József Gaál (1960) is a fine artist, arts writer and a professor at the University of Fine Arts.
The key works displayed at the present exhibition – for which we borrowed the title from the artist’s early, three-part lithograph made in 1991 – are the leather heads called Marsyas Figures, the Hermae, Macula and Imagio series, as well as pieces from Bello Brutto and Transhuman Fetish. At the exhibition occupying three halls visitors can also see sculptures from Gaál’s latest series titled Persona Umbra, which, similarly to the earlier works, are mainly made of wood, leather and metal. In accordance with the artist’s intention, this exhibition is a kind of retrospective, as it also includes earlier works; its opening piece, Great Moloch, was completed in 1988.

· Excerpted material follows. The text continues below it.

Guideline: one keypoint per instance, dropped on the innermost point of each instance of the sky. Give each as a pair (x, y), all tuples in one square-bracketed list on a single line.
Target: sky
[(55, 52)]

József Gaál’s essay, published in the exhibition catalogue, allows an insight into the artist’s creative method and the unique approach he takes to art: “My works direct my everyday life, creating what could be called a somatic cause and effect mechanism. My inner network of references is an organism in which paradoxical contents can co-exist and seemingly incongruous forms are melded with new meaning. My works, which i experience as my own past, want to exist in a mythical, archaic permanence, not under the magic spell of political or artistic ideology but in a permanence spanning periods.”
The exhibition presenting József Gaál’s works, including his latest pieces, will be opened by art historian Judit Szeifert in the Műcsarnok/Kunsthalle on 20 September 2018.